Currently, Mr. Law is a civil trial lawyer with his law firm, Law & Associates, L.L.C. He served two years as chairman of the Pennsylvania Bar Assn (PBA) Civil and Equal Rights Committee and one year as co-chair of the 2008 Mid-year Meeting. He has been co-chair and chair of NAPABA’s Civil Rights Committee for thirteen years. He has lobbied the Pa General Assembly and Congress on behalf of the PBA and NAPABA. He is a past chairman of the Minority Bar Committee, past vice chair of the PBA’s Long Range Planning Committee, past at-large governor of the PBA Board, past member of the PBA House Credentials Committee, past House delegate for Zone One, past member of the PBA Task Force on Diversity, and a member of the Task Force on Needs of Middle Income Persons. He is the author of numerous resolutions which have been successfully approved by the House of Delegates, including the PA Court Interpreters Act which became law in November 2006. He chaired Mayor Wilson Goode’s Commission on Asian American Affairs for three years. In 2009, Mayor Michael Nutter appointed him to the reconstituted Commission on Asian American Affairs. Mr. Law is a graduate of the University of California Berkeley, the University of Michigan School of Public Health, and the University of Pennsylvania Law School.
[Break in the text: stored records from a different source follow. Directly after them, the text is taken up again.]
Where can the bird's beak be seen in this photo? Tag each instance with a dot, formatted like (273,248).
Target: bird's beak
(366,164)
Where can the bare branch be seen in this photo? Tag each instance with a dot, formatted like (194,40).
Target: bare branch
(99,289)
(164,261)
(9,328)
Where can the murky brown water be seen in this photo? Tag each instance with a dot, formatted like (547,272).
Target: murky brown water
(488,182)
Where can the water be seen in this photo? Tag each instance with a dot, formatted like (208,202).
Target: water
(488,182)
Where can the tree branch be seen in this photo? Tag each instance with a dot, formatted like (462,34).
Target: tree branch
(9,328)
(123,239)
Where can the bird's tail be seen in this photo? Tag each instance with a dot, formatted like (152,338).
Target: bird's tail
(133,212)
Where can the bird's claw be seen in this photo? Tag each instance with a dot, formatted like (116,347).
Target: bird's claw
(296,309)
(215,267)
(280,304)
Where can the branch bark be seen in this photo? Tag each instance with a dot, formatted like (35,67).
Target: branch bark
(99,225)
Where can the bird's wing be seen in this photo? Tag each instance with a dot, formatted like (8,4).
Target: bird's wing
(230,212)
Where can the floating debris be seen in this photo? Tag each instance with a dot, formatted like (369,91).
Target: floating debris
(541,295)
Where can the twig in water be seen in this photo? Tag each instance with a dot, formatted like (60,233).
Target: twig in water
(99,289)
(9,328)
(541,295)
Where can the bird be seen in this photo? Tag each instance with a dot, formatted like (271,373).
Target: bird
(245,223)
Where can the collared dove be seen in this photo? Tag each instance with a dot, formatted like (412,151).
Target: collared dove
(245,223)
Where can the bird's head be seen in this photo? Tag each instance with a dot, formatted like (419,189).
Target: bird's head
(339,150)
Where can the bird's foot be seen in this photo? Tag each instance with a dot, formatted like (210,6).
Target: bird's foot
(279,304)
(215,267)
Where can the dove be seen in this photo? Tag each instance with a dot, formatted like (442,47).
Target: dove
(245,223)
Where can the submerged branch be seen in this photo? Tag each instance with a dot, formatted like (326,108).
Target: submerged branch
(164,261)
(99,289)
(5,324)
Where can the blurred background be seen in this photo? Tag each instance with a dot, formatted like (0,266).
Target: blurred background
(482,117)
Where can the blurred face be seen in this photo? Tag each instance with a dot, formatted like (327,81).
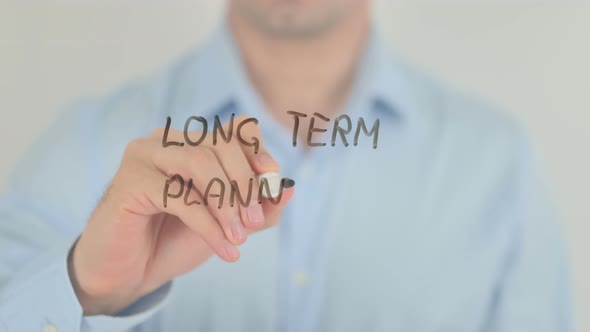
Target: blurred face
(295,18)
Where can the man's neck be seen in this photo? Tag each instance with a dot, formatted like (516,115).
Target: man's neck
(306,75)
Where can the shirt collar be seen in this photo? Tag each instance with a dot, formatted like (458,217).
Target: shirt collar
(219,79)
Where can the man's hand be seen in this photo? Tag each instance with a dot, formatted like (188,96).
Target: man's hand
(132,244)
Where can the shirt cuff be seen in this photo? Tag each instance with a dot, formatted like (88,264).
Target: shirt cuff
(40,297)
(133,315)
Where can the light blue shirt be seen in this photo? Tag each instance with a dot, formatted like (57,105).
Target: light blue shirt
(444,227)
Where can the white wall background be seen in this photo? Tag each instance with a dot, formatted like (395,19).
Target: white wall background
(533,57)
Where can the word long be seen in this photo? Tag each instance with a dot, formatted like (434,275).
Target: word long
(341,128)
(216,189)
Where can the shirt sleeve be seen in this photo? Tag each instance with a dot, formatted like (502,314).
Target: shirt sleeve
(534,293)
(45,208)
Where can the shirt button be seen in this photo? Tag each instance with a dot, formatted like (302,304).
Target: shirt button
(301,279)
(307,170)
(50,328)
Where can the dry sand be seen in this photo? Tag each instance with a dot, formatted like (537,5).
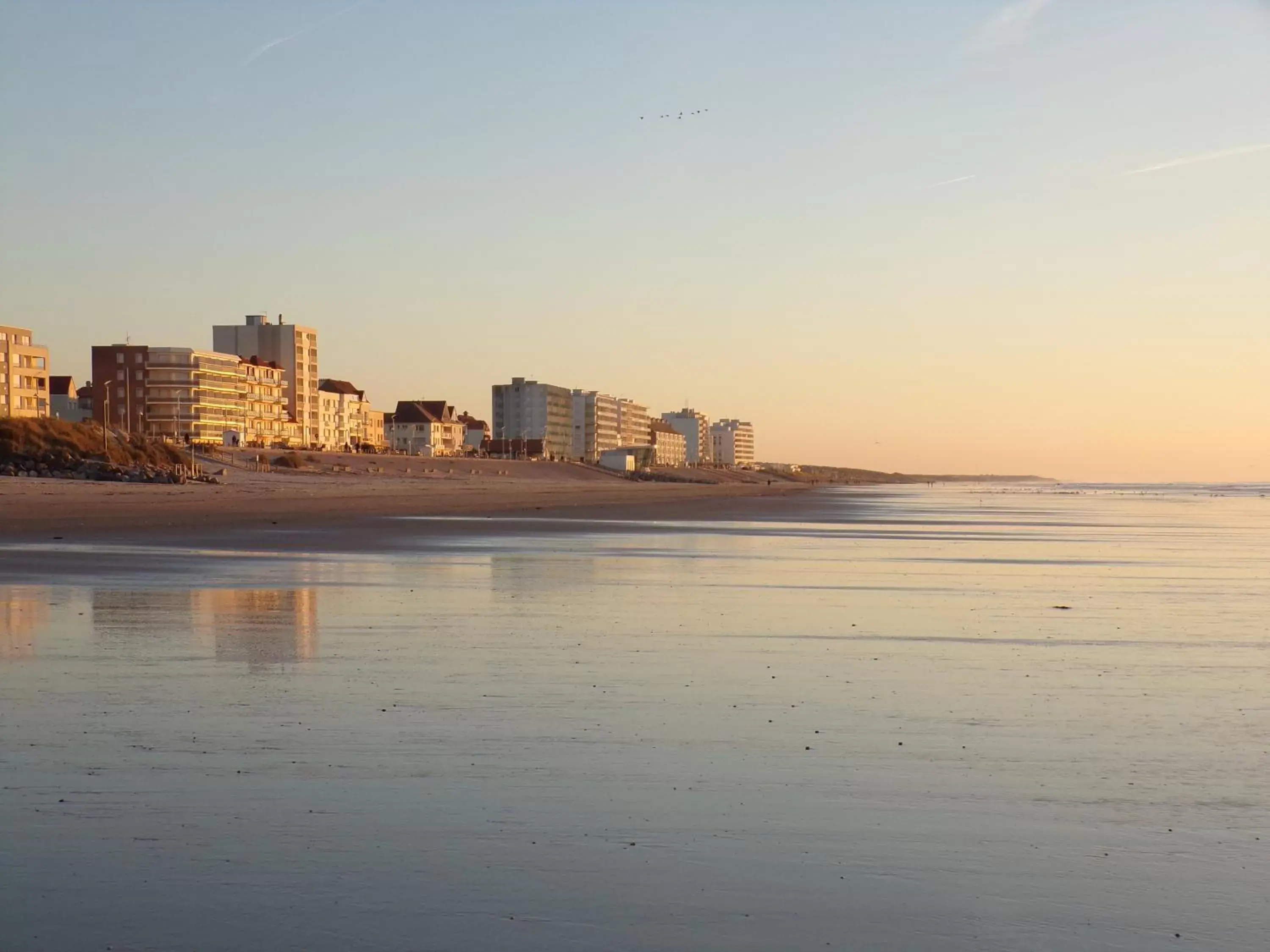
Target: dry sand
(340,509)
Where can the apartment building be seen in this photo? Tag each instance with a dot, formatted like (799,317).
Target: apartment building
(120,386)
(188,395)
(533,419)
(670,448)
(375,436)
(64,400)
(266,419)
(733,443)
(23,374)
(477,433)
(632,423)
(696,435)
(191,395)
(426,428)
(595,424)
(295,349)
(342,415)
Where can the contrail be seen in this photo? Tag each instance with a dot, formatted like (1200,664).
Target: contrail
(1204,158)
(950,182)
(1010,26)
(300,32)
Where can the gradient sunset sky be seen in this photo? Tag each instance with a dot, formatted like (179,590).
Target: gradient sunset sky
(919,235)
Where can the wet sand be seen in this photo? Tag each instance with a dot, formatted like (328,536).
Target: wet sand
(345,511)
(851,720)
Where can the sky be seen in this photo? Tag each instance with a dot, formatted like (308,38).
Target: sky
(908,235)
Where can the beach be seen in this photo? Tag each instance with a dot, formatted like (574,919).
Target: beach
(892,719)
(347,509)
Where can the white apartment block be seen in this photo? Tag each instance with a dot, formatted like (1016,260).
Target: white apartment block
(670,448)
(733,443)
(200,395)
(633,423)
(23,375)
(595,424)
(531,419)
(696,435)
(295,349)
(343,415)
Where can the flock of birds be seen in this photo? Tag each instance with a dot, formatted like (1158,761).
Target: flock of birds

Before being admitted to the bar, he worked as an industrial hygienist for the Philadelphia Health Department and as a health scientist for the Occupational Safety and Health Administration in the U.S. Department of Labor. For two years, he served on the Environmental Justice Working Group of the Pennsylvania Department of Environmental Protection to design guidelines which would protect minority communities in the Commonwealth from environmental contamination. He has testified before Congress on census issues, before the U.S. Commission on Civil Rights on special education needs of APA students, before the Pennsylvania State Senate on court interpreters, before the Pa State Assembly opposing English-Only bills, before the Philadelphia City Council on the need for a police oversight board and before the Philadelphia Human Relations Commission on hate crimes against the Hmong Community. He is the recipient of the NAPABA Presidential Award 2009, the Pennsylvania Bar Assn 2009 Community Builders Award, the Philadelphia Bar Assn 2008 Wachovia Fidelity Award, NAPABA’s 2001 Trailblazer Award, the 1994 AABADV Conscience of the Bar Award, and the Asian American Educator’s 1991 Community Service Award. He is the author of “ An Asian American Looks at the Bill of Rights,” published in the Bill of Rights, A Bicentennial View, Stivison, David, Gateway Press, Inc., Baltimore, MD, 1991
Vincent Emmanuel Poovan
Vincent Emmanuel is US citizen and active in city politics. He was a 48th GOP Ward Leader; TV program producer (Malayalam); journalist; Seven Eleven franchisee; Church Trustee Secretary for Advisory board; Secretary for Tristate Kerala forum; Regional Manager for Asia Net Television; Pennsylvania Attorney General Advisory Board; member of Housing board ; Seven Eleven Board of Trustee.